3. Some Comparisons 

The main behavioral assumptions which contingent claims, mechanism design, transaction cost economics, evolutionary (or organic) economics, team theory, and utopian approaches employ are summarized in Figure 2-1. Of special importance is that transaction cost economics pairs a semistrong form of cognitive competence (bounded rationality) with a strong motivational assumption (opportunism). Without both, the main problems of economic organization with which this book is concerned would vanish or be vastly transformed.

Thus there would be relatively little scope for organizational design and analysis if either high-powered or organic rationality prevailed. Comprehensive contracting would rule in the first instance, while conscious efforts give way to evolutionary processes in the second. Were it not for opportunism, moreover, the general clause device—whereby parties agreed to be bound by actions of a joint profit-maximizing kind—would also support ubiquitous contracting. There simply is no occasion to supplant market exchange by other modes of economic organization if promises to behave in a joint profit- maximizing way are self-enforcing and if sharing rules are agreed to at the outset. These issues are discussed further in the Appendix.

FIGURE 2-1. Behavioral Assumptions of Alternative Approaches to Economic Organization

Mechanism design theory couples a variant of unbounded rationality with opportunism. The rationality variant is this: An information impacted- ness condition exists, whereby the principal and agent have knowledge of different and essentially private information and engage in complex contracting. Mechanism design theory is thus located between contingent claims contracting and transaction cost economics in rationality respects. Imputing high-powered computational capacity is consonant with the former, while an information asymmetry condition places it closer to the latter, With respect to self-interest seeking, however, mechanism design and transaction cost economics are wholly congruent. To be sure, there are language differences— mechanism design theory refers to the propensity of human agents to behave opportunistically as “moral hazard”—but both assume deep problems of veracity and truth revelation.21 Inasmuch as information may be disclosed strategically rather than candidly upon request, initial information disparities between the parties will not be assuredly overcome by proposals that all relevant information be pooled. Instead, initial information asymmetries persist. Indeed, additional asymmetries develop as events unfold.

Team theory acknowledges bounded rationality but assumes that agents have identical preferences, which is equivalent to weak form self-interestedness (Marschak and Radner, 1972). Although interesting problems of informational decentralization are thereby posed, the presumed absence of opportunism simplifies matters considerably.

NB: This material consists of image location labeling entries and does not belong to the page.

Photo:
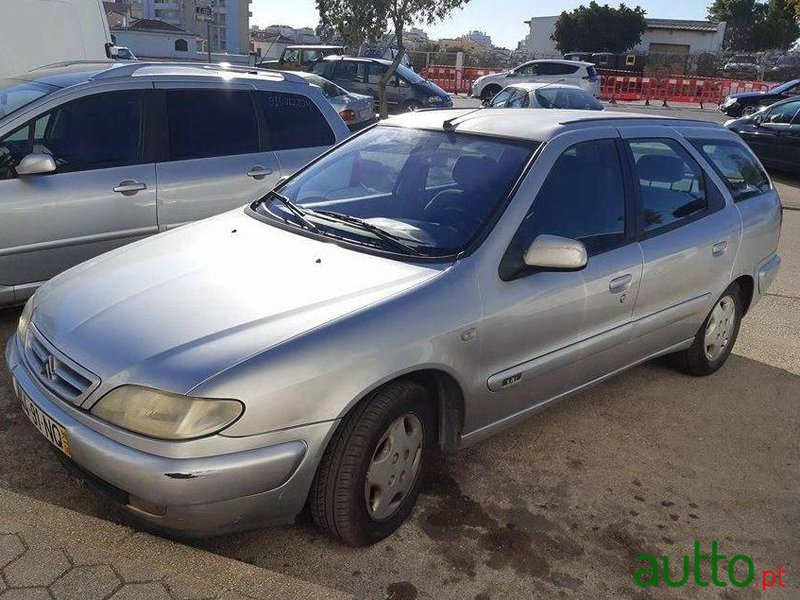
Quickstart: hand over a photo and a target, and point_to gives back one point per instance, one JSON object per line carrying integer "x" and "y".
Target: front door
{"x": 551, "y": 332}
{"x": 688, "y": 239}
{"x": 215, "y": 159}
{"x": 101, "y": 195}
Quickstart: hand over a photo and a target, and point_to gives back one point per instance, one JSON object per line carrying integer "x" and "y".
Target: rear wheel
{"x": 714, "y": 341}
{"x": 489, "y": 92}
{"x": 370, "y": 476}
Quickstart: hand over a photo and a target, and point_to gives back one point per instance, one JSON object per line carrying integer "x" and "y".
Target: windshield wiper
{"x": 381, "y": 234}
{"x": 295, "y": 210}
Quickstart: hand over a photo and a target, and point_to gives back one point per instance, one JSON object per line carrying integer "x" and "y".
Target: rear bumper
{"x": 200, "y": 495}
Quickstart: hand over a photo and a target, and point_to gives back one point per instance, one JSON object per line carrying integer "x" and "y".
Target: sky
{"x": 505, "y": 24}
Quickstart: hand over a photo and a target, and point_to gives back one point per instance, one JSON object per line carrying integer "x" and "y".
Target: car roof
{"x": 560, "y": 61}
{"x": 530, "y": 123}
{"x": 535, "y": 85}
{"x": 68, "y": 74}
{"x": 314, "y": 47}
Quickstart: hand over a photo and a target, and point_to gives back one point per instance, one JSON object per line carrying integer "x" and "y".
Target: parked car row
{"x": 426, "y": 283}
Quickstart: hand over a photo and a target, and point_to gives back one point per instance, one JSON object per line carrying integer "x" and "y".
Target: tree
{"x": 754, "y": 25}
{"x": 369, "y": 19}
{"x": 598, "y": 28}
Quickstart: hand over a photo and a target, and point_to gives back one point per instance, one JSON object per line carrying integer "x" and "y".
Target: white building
{"x": 230, "y": 29}
{"x": 668, "y": 36}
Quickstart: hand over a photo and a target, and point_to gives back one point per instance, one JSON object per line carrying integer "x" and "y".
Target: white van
{"x": 34, "y": 33}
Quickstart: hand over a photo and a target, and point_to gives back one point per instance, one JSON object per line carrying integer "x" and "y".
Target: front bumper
{"x": 229, "y": 490}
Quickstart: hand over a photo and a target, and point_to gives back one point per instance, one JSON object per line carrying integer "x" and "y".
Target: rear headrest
{"x": 472, "y": 172}
{"x": 663, "y": 169}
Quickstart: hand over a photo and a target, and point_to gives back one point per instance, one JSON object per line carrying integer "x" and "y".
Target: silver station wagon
{"x": 427, "y": 283}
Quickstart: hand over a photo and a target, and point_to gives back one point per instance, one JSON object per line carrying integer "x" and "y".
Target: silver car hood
{"x": 177, "y": 308}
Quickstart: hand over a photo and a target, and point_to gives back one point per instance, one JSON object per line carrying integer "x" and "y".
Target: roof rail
{"x": 129, "y": 69}
{"x": 69, "y": 63}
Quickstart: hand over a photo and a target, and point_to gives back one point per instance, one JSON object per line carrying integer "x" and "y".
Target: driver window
{"x": 95, "y": 132}
{"x": 583, "y": 198}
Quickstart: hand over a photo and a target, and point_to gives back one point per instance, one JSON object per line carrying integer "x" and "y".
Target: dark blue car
{"x": 406, "y": 91}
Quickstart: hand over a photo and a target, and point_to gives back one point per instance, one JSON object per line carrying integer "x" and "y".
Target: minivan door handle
{"x": 620, "y": 284}
{"x": 129, "y": 187}
{"x": 259, "y": 172}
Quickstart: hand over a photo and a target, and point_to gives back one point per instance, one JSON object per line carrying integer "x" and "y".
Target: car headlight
{"x": 25, "y": 319}
{"x": 166, "y": 416}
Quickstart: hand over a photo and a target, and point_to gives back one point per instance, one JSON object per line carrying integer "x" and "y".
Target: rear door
{"x": 102, "y": 194}
{"x": 687, "y": 234}
{"x": 215, "y": 156}
{"x": 773, "y": 139}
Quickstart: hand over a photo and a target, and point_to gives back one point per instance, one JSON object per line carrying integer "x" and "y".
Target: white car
{"x": 545, "y": 95}
{"x": 574, "y": 72}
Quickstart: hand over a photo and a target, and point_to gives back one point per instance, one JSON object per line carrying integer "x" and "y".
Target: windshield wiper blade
{"x": 381, "y": 234}
{"x": 294, "y": 209}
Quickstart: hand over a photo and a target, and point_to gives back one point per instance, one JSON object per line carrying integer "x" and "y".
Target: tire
{"x": 374, "y": 443}
{"x": 714, "y": 341}
{"x": 489, "y": 92}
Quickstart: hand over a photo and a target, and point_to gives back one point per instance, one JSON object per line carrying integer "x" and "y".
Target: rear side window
{"x": 737, "y": 167}
{"x": 294, "y": 121}
{"x": 207, "y": 123}
{"x": 583, "y": 198}
{"x": 671, "y": 184}
{"x": 556, "y": 69}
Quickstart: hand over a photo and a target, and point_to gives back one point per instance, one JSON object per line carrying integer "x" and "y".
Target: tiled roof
{"x": 682, "y": 25}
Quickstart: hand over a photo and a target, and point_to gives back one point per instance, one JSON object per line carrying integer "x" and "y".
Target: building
{"x": 151, "y": 38}
{"x": 230, "y": 29}
{"x": 480, "y": 37}
{"x": 668, "y": 36}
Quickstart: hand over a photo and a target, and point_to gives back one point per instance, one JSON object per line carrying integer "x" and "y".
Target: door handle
{"x": 719, "y": 249}
{"x": 620, "y": 284}
{"x": 129, "y": 187}
{"x": 259, "y": 172}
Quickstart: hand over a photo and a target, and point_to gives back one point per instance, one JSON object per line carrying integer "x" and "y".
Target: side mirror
{"x": 558, "y": 253}
{"x": 36, "y": 164}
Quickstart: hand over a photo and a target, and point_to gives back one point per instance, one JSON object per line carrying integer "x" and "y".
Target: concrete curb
{"x": 118, "y": 562}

Utopian modes of organization are intendedly humanistic and are gener- ally nonmarket. Whether they are democratic or hierarchical, utopian modes require deep commitment to collective purposes and commonly involve personal subordination. The history of social and economic organization records repeated efforts to craft such structures. But utopian societies are especially vulnerable to the pound of opportunism.

The new man of socialist economics is endowed with a high level of cognitive competence (hence the presumed efficacy of planning) and displays a lesser degree of self-interestedness (a greater predisposition to cooperation) than his capitalist counterpart. The “cooperation and solidarity” on which socialism is based are “introduced by social planning”, which “not only improves macroeconomic efficiency but [also adds these new qualities] to the economic process” (Horvat, 1982, p. 335).